My wife’s dead watch batteries (both of ‘em!) presented a curious opportunity.
Since the Radio Shack store was just a couple of blocks from Rick Smith’s Brodsky Bookshop, I could fulfill my manly obligation to buy replacement watch batteries and also redeem last year’s $35 Christmas gift certificate from Brodsky’s, which I’d only recently belatedly unearthed and rediscovered. Rick has lots of new and used books, all of them either esoteric in some way or specialty New Mexico items (local writers, histories, reference books, etc.). He also sells CDs and unusual LPs, so you never know just what you’ll find.

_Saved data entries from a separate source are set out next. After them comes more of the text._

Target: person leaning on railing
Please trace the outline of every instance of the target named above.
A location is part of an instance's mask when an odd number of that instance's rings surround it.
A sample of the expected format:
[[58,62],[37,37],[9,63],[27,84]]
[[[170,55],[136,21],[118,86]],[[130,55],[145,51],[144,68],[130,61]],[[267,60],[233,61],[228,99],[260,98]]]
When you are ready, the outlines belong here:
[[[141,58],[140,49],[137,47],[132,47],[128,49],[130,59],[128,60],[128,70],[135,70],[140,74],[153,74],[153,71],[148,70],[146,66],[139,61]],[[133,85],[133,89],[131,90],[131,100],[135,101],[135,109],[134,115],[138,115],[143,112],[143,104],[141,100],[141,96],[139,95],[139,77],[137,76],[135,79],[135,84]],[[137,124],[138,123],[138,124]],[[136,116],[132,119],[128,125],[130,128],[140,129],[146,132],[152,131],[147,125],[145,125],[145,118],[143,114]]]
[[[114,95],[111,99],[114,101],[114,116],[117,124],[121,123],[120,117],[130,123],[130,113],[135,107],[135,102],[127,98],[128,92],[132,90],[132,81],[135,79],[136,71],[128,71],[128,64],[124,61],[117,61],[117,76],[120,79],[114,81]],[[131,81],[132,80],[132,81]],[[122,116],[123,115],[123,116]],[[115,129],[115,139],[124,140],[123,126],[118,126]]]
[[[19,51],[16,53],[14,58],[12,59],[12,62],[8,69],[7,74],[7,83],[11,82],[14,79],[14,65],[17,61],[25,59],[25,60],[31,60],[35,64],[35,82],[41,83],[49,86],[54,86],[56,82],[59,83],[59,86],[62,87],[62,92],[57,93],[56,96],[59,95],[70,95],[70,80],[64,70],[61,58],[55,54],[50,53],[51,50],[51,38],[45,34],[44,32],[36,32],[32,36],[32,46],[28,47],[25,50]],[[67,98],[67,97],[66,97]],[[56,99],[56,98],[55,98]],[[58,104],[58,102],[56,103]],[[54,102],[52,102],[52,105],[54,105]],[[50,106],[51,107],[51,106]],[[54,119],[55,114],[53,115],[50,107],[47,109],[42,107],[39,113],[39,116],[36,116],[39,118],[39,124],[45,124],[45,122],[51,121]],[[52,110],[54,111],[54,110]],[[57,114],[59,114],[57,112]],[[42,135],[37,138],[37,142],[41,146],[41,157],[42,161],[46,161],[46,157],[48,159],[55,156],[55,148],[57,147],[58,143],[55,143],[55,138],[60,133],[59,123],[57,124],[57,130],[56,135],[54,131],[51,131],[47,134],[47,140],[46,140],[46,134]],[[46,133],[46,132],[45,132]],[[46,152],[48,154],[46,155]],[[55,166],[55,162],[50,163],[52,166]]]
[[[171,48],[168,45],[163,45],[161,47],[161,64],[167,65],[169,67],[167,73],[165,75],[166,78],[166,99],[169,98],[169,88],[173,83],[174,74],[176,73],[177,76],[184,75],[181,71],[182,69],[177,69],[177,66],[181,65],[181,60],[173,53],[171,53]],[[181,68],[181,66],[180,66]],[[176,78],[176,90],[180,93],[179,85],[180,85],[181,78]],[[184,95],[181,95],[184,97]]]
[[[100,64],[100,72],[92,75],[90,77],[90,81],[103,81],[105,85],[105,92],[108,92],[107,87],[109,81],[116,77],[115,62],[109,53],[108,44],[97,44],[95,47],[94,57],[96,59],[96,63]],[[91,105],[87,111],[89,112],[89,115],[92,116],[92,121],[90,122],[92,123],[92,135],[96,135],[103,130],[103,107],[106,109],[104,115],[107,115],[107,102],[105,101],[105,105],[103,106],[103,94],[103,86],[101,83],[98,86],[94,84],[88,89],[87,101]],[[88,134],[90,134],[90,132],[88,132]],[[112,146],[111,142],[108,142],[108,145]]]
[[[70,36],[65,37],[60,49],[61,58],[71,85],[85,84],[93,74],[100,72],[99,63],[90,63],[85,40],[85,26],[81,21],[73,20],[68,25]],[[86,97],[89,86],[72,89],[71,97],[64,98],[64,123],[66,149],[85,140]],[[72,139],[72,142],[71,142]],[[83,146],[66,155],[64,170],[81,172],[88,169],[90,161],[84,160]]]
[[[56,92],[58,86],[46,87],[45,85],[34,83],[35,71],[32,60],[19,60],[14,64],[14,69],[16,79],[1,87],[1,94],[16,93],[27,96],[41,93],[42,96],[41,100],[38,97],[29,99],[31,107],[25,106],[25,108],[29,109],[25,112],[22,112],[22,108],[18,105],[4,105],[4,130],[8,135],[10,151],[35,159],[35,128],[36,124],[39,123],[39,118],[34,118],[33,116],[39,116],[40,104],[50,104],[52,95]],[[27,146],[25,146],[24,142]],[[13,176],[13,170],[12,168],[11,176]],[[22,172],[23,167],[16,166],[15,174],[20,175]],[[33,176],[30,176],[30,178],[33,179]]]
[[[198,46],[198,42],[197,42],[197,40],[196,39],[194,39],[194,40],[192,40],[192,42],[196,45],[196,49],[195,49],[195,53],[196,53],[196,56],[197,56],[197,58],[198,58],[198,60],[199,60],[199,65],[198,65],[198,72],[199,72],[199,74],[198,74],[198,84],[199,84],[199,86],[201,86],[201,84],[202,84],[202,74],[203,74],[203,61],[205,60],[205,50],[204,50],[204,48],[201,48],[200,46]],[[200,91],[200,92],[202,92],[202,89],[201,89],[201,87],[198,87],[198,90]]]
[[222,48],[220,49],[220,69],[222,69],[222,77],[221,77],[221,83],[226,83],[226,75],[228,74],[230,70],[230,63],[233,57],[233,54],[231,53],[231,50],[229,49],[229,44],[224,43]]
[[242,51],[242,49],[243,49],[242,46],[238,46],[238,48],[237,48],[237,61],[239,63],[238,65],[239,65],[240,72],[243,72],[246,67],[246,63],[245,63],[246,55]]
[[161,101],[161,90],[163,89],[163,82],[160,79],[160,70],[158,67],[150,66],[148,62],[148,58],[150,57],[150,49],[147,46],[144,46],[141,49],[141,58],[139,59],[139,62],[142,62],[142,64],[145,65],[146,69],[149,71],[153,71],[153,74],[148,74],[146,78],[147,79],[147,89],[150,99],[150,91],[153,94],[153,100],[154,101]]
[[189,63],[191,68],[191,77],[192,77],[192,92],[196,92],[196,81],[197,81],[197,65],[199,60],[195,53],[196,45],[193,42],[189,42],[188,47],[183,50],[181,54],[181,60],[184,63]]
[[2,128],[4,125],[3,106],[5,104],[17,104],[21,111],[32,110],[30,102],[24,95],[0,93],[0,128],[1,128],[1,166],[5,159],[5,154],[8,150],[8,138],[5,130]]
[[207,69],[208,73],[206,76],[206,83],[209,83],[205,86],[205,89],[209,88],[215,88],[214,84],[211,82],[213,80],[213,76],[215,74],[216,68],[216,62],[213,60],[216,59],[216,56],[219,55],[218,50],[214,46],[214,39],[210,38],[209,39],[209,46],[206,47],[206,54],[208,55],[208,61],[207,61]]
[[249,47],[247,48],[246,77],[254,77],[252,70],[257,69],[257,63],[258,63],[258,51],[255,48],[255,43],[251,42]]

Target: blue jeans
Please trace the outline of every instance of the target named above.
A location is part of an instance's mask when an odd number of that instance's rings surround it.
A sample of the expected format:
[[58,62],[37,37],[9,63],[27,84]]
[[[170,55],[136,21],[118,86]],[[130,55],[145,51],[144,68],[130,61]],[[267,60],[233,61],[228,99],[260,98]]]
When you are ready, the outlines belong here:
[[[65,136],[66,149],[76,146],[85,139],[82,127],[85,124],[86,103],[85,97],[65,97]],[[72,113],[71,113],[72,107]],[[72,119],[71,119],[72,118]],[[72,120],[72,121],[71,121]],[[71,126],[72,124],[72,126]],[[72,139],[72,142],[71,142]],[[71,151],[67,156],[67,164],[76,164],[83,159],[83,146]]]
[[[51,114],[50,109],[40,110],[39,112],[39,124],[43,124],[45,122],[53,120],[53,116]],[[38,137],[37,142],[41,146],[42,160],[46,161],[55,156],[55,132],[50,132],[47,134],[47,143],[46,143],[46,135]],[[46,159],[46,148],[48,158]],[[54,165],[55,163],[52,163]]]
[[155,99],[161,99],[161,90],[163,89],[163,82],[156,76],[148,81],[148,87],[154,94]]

What I found was a vintage Rip Off Press reprint of Gilbert Shelton’s Fabulous Furry Freak Brothers comics. I’d actually looked through it on an earlier visit. The book brought back my past, all right, but I didn’t exactly want to “go there” then — as I stood turning the pages again this afternoon, I still wasn’t sure. And then I found a familiar story with one of Shelton’s impossibly funny drawings and laughed out loud! A few pages later: oh my God, Fat Freddie’s cat! I laughed again and again. Okay, I told myself, if this edition has the lyrics to “When I Set My Chickens Free,” I’m buyin’.
On page 39, it did…
Glorious, glorious stuff. The hyper-exaggeration, the cinematic story-boarding, the insane energy. It comes across now like the Marx Brothers and Charlie Chaplin on acid with their hair on fire! How I loved these comics when they first came out. My friends and I would incorporate Freak Brothers’ sayings into our conversation like we did with Dylan lyrics… (or was it just the one, by Freewheelin’ Franklin?) Some of these strips are so funny. I never realized Gilbert Shelton’s appreciation for great movie comedy before, but I see it all now. What a difference 40 years makes!

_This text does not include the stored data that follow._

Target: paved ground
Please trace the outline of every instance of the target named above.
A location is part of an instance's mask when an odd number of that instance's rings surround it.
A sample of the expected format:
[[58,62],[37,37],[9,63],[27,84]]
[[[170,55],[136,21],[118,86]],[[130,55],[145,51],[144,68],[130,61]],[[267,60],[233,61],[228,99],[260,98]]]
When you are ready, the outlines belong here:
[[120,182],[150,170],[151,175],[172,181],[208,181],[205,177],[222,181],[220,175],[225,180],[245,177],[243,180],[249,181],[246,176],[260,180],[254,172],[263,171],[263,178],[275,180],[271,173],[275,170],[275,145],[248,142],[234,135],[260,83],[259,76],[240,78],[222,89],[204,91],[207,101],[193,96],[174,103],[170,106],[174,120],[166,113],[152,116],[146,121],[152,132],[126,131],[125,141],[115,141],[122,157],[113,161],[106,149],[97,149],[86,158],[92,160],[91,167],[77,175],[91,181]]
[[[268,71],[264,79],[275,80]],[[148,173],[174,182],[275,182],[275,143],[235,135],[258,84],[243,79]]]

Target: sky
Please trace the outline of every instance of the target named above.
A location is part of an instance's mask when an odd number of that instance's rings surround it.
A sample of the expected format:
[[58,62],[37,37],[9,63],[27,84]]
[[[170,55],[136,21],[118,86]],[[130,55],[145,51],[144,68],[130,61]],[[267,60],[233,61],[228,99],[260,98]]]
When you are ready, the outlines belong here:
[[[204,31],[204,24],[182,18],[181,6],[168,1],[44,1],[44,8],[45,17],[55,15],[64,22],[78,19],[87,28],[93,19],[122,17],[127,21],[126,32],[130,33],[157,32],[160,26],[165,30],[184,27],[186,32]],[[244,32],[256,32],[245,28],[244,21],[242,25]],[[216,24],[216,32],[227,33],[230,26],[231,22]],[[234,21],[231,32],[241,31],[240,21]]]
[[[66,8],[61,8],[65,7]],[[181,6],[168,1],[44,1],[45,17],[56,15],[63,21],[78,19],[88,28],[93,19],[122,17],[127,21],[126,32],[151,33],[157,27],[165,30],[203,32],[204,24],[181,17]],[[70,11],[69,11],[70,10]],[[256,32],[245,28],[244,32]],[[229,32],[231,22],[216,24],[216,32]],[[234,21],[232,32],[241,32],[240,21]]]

I even met Gilbert Shelton in Austin once, way WAY back when, before he moved to San Francisco, before the Freak Brothers. He and a friend of mine had just opened “Oat Willie’s,” an eventually-to-become-locally-famous head shop and comic store branded with a character Shelton had invented for his “Wonder Wart-Hog” comics. I happened to be in there when my friend walked in with Señor Shelton and introduced us. I got to shake his hand, and that was that, but I never forgot. During this same period of my life, I once held a door open for Linda Bird, and I haven’t forgotten that, either. Heh. Someone’s probably saying now, “Who the hell is ‘Linda Bird’?” Just never you mind. But if you have to ask, “Who the hell is Wonder Wart-Hog?!” — or Fat Freddie, or his cat — well, that’s another matter. I’m looking at my culture here, at least a part of it. I doubt it really translates outside the generation, though. Too bad!
The watches run now, of course, and so do I.